Ce n’est pas que le comte Tolstoï se refuse à nous renseigner. Il n’y a pas une question morale dont il ne parle, dans son article : et l’on sent qu’il essaie de bien nous expliquer toute sa pensée. Mais il nous l’explique par fragmens ; chacune des idées qu’il développe l’intéresse si fort qu’il la traite comme si elle était seule ; et ainsi la suite des idées risque de nous échapper. Au moment d’être convaincus, nous nous rappelons d’autres articles où nous avions cru distinguer des conclusions différentes. Nous sommes surpris d’entendre traiter comme la plus importante et nécessaire de toutes choses la religion, tandis que, l’autre mois encore, le comte Tolstoï nous était apparu si éloigné de toute théologie, et si violent à l’occasion contre tous les représentans des religions établies. Et c’est à grand’peine seulement que nous devinons que la contradiction n’est peut-être pas absolue, mais que le comte Tolstoï s’est seulement laissé entraîner à développer une pensée que nuancent et modifient dans son esprit une foule d’autres pensées voisines.
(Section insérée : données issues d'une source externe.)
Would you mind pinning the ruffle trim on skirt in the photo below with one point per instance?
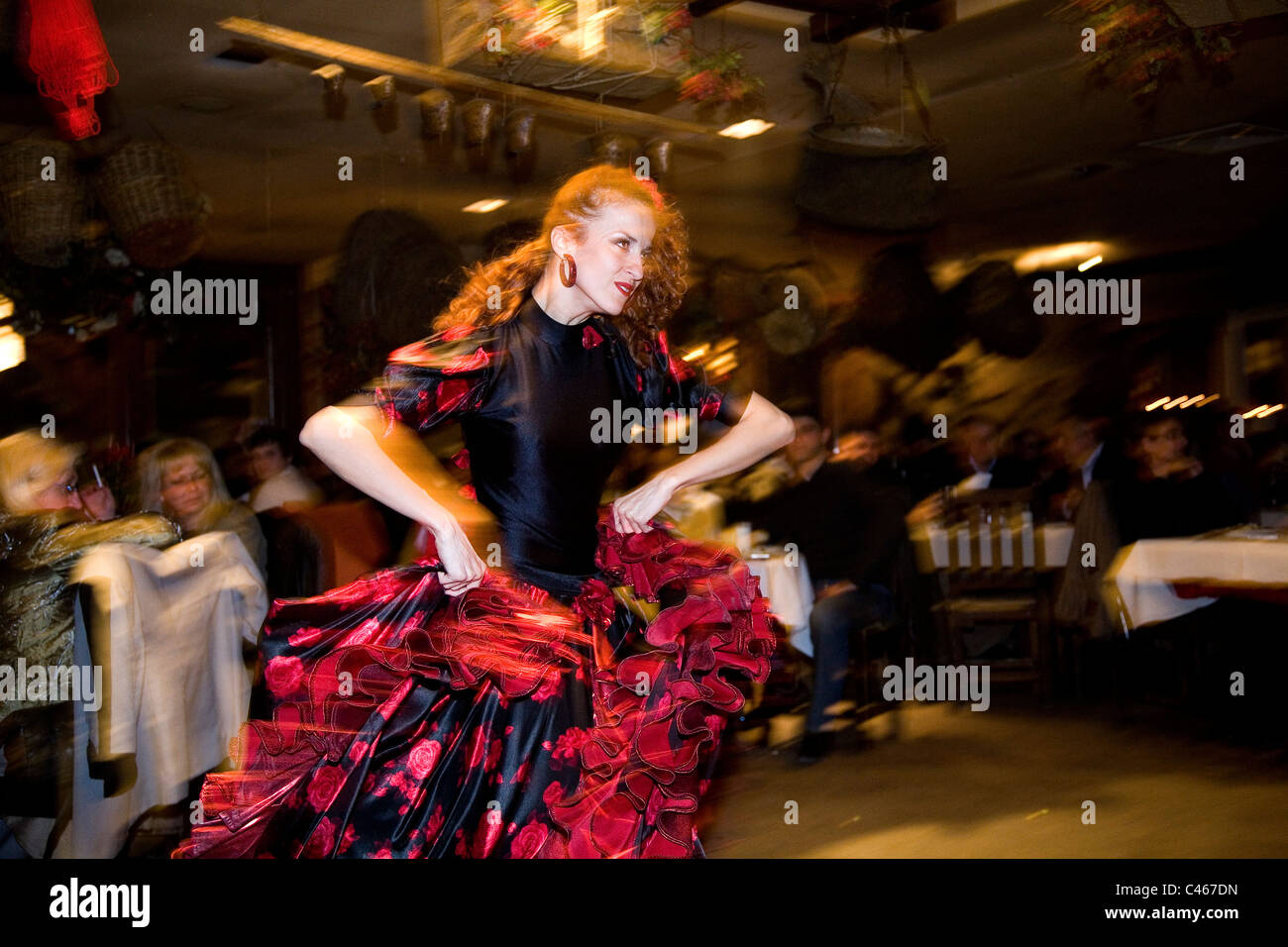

N’importe, il y a là un inconvénient réel ; et on ne peut s’empêcher de le déplorer, soit qu’on voie dans le comte Tolstoï un littérateur, le plus grand de son pays, ou qu’on le vénère comme le fondateur d’une doctrine morale nouvelle. Le comte Tolstoï écrit trop, il écrit trop vite, et trop au hasard des occasions. De si graves matières ne se laissent pas traiter aussi couramment. Il les traite avec le plus étonnant génie de franchise et de clarté ; mais à mesure qu’il éclaire l’une de ses idées, ce sont les idées précédentes qui redeviennent obscures. Peut-être même n’est-ce point sa faute, mais celle des sujets dont il nous entretient. J’ai toujours pensé que, si les philosophes avaient mis plus de clarté dans l’exposition de leurs systèmes, on aurait tout à fait cessé de pouvoir les comprendre, car les contradictions d’une page à l’autre seraient alors manifestement apparues. Le comte Tolstoï aura du moins cet avantage sur les autres philosophes que les diverses parties de sa doctrine peuvent être admises séparément : chrétiens et libres penseurs, par exemple, s’accommoderont de sa morale, pour peu qu’ils aiment le repos, et ne soient pas enchaînés à la vie du monde par des liens trop forts. Et le comte Tolstoï a encore cet autre avantage sur les philosophes, qu’il n’est un philosophe que par occasion. L’abondance de ses articles théoriques aura beau obscurcir un moment pour nous l’ensemble de sa doctrine : nous retrouverons cette doctrine plus claire, plus fraîche, plus émouvante que jamais, dans les romans et les contes où l’a jadis exprimée son auteur. Car telle est la force de l’art, que ceux mêmes qui le dédaignent ne peuvent agir sur nous que par lui.